Input is a list L and a value V. L[x] will denote the xth element in L, which consists of N values, L[1], L[2], ..., L[N].

function linear-search(L,N,V) set index = 1 repeat while index <= N if L[index] = V return success end-if set index = index + 1 end-repeat return failure end-function

Does linear search (which is so simple it doesn't even deserve to be called an "algorithm") even DESERVE an article? --User:Juuitchan

Yes. It gets used and it gets called "linear search." People might not know what that is. It totally deserves a place in an encyclopedia. Graue

I agree that Linear Search deserves a Wikipedia article. However, most of the example implementations don't implement linear search, they simply call a stdlib function that (presumably) implements it. I mean, wouldn't it be silly if the examples given for the Quicksort article were all "sort array", "sort(array)", "qsort(array)"? -- Jon Harrop

Hopefully this point is moot now. --Jorge Stolfi (talk) 00:10, 22 December 2009 (UTC)[reply]
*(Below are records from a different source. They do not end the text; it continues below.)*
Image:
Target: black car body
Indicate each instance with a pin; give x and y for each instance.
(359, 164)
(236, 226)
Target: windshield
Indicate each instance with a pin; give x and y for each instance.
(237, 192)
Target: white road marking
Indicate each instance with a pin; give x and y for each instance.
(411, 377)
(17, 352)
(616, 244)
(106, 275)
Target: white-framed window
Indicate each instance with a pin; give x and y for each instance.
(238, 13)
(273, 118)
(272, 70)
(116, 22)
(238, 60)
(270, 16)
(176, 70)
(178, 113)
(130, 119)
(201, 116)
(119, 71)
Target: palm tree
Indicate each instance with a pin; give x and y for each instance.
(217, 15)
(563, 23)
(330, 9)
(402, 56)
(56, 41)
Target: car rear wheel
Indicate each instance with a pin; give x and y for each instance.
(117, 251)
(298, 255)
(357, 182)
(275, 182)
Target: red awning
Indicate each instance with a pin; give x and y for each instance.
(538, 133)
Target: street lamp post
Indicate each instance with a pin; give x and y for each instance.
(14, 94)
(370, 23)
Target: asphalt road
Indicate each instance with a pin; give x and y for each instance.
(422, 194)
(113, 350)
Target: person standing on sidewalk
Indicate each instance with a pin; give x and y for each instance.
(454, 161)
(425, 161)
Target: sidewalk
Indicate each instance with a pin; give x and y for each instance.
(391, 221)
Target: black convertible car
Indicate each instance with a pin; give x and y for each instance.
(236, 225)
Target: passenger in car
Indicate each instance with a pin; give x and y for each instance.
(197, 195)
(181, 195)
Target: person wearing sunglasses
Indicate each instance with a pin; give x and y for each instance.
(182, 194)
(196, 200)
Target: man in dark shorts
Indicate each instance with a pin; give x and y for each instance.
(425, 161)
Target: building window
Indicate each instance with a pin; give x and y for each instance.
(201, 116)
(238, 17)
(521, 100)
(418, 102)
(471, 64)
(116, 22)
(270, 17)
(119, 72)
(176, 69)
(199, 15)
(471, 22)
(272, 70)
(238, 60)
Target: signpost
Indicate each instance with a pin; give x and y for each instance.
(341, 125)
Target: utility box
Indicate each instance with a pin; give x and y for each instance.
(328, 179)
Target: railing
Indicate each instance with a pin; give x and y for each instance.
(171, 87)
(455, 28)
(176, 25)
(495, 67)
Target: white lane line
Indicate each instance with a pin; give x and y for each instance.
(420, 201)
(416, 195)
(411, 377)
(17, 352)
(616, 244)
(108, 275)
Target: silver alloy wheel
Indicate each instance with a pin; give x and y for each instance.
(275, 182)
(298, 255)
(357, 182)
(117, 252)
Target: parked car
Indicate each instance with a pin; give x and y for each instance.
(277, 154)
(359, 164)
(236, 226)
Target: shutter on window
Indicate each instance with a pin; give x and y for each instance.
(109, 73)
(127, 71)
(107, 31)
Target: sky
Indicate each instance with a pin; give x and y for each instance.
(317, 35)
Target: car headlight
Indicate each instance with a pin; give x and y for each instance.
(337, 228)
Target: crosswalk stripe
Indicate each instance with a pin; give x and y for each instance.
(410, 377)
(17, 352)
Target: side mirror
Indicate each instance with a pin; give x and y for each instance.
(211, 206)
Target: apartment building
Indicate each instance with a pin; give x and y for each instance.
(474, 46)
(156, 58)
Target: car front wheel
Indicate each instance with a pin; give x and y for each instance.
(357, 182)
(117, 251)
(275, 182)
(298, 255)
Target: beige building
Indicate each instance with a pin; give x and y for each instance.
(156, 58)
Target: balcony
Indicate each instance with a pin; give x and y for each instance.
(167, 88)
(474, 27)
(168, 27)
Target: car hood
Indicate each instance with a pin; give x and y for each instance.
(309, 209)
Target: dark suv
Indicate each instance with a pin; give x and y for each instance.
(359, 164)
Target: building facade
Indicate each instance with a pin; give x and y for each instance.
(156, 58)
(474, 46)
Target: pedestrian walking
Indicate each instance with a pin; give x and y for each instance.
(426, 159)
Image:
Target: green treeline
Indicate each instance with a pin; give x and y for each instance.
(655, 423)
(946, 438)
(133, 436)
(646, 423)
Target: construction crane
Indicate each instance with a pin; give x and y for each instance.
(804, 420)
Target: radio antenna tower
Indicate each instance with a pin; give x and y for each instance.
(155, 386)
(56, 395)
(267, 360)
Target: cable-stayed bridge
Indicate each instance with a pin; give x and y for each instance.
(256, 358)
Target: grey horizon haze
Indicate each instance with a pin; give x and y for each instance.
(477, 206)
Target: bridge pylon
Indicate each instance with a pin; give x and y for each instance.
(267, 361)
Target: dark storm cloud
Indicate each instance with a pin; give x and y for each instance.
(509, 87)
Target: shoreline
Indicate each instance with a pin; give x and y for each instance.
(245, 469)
Is it possible to get a VisualBasic example of a linear search posted by someone with appropriate knowledge? Thanks.

Rather not; Wikipedia is not a language tutorial, much less a tutorial for all programming languages mixed together. Any Visual basic textbook, or on-line VB tutorial, will have an example of linear search. --Jorge Stolfi (talk) 00:08, 22 December 2009 (UTC)[reply]
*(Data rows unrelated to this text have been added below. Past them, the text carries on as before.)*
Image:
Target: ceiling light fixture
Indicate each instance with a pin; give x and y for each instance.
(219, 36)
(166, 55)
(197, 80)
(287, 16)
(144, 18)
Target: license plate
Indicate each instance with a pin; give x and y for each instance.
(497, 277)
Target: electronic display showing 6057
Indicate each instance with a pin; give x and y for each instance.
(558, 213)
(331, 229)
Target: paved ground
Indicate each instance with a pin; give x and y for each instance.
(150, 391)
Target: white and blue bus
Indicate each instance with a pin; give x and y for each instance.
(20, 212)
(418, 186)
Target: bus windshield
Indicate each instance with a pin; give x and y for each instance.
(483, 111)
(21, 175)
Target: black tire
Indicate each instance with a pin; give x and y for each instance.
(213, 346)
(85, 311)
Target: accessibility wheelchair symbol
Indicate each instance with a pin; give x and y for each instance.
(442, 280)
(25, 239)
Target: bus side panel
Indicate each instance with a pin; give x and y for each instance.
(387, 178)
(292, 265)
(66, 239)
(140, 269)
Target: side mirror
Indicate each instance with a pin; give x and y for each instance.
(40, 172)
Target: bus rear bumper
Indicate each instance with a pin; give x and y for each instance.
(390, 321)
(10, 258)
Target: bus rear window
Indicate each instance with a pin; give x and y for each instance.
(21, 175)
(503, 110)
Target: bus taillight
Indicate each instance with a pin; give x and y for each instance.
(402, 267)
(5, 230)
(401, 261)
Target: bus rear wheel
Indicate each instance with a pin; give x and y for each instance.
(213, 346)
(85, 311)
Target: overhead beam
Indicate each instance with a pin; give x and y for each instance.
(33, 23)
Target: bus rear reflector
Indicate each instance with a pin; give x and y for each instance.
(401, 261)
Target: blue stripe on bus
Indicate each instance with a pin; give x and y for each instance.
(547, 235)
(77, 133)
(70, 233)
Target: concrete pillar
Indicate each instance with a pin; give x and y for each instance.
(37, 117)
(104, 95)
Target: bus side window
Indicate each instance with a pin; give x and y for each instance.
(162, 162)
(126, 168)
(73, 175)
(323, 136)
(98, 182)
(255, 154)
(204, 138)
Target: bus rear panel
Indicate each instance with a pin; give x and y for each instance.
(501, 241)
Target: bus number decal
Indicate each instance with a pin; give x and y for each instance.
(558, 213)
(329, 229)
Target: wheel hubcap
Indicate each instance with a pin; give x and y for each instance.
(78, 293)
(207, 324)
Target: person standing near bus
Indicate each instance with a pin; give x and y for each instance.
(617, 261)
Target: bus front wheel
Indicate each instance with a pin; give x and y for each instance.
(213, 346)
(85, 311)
I removed the following examples in Java and OCaml:

The following code example for the Java programming language is a simple implementation of a linear search.
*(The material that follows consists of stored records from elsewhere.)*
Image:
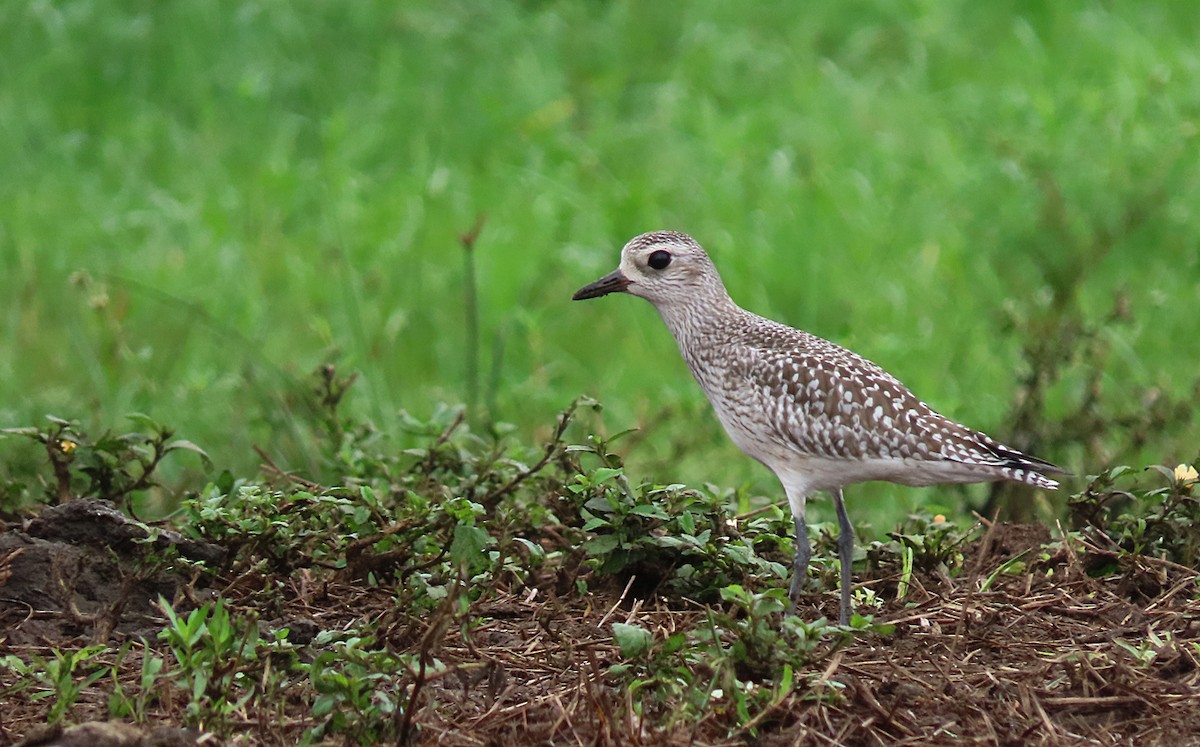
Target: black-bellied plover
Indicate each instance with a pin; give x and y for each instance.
(819, 416)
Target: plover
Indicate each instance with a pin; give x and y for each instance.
(819, 416)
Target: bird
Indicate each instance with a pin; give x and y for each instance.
(815, 413)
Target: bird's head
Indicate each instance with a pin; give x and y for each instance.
(665, 268)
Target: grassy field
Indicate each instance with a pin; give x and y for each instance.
(204, 202)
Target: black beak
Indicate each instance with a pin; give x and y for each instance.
(612, 282)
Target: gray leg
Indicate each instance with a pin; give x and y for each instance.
(845, 555)
(801, 561)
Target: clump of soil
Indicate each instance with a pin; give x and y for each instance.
(82, 571)
(1044, 655)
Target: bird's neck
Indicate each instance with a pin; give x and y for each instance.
(699, 316)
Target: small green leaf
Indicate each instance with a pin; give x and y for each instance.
(603, 544)
(183, 443)
(633, 640)
(653, 512)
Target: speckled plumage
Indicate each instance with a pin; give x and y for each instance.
(815, 413)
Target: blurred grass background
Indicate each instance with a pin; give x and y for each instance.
(202, 202)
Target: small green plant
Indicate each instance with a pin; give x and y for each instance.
(63, 676)
(111, 466)
(136, 705)
(1161, 521)
(219, 662)
(357, 689)
(738, 667)
(688, 539)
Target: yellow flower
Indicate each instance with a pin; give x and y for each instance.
(1186, 474)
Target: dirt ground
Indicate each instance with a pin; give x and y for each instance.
(1053, 655)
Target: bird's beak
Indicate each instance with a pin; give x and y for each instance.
(612, 282)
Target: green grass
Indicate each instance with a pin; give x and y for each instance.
(203, 202)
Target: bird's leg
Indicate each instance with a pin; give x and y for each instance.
(845, 555)
(799, 561)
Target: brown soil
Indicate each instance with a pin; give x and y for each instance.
(1035, 659)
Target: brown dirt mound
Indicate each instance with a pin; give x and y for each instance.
(1047, 655)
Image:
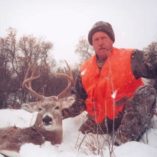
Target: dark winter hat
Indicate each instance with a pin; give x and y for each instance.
(101, 26)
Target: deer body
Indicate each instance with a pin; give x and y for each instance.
(48, 124)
 public int linearSearch(int a[], int valueToFind) {
   //a[] is an array of integers to search.
   //valueToFind is the number that will be found.
   //The function returns the position of the value if found.
   //The function returns -1 if valueToFind was not found.
   for (int i=0; i<a.length; i++) {
     if (valueToFind == a[i]) {
       return i;
     }
   }
   return -1;
 }

The List module in the OCaml standard library defines a function called "mem" that returns true if the given element is in the given list or false if not. This function could be defined as:

let rec mem x = function
    [] -> false
  | h :: t -> h=x || mem x t

These examples do not add any information about the linear search algorithm besides what is already given by the pseudocode; and is useless to readers who are not Java or OCaml programmers.

I removed the following texts:

Mathematica's unusually powerful pattern matching allows linear search to be implemented by a pattern match:

Mem[x_, {___, x_, ___}] := True Mem[_, _] := False

This example does not explain what linear search is, since it does not show how Mathematica performs the pattern matching. Besides, the example is useless for readers who are not expert Mathematica users.

How can the location of the desired value be returned? The location of the found item will always be the first location. 70.42.240.5 (talk) 16:45, 30 January 2014 (UTC)[reply]

The code is fine. The recursion walks down the list; the locations of the items do not change, so returning the location (which is the first element of a SUBlist and not necessarily the list itself) is the right value. Glrx (talk) 20:20, 1 February 2014 (UTC)[reply]

" .. in practice even on medium sized arrays (around 100 items or less) it might be infeasible to use anything else. On larger arrays, it only makes sense to use other, faster search methods if the data is large enough, because the initial time to prepare (sort) the data is comparable to many linear searches"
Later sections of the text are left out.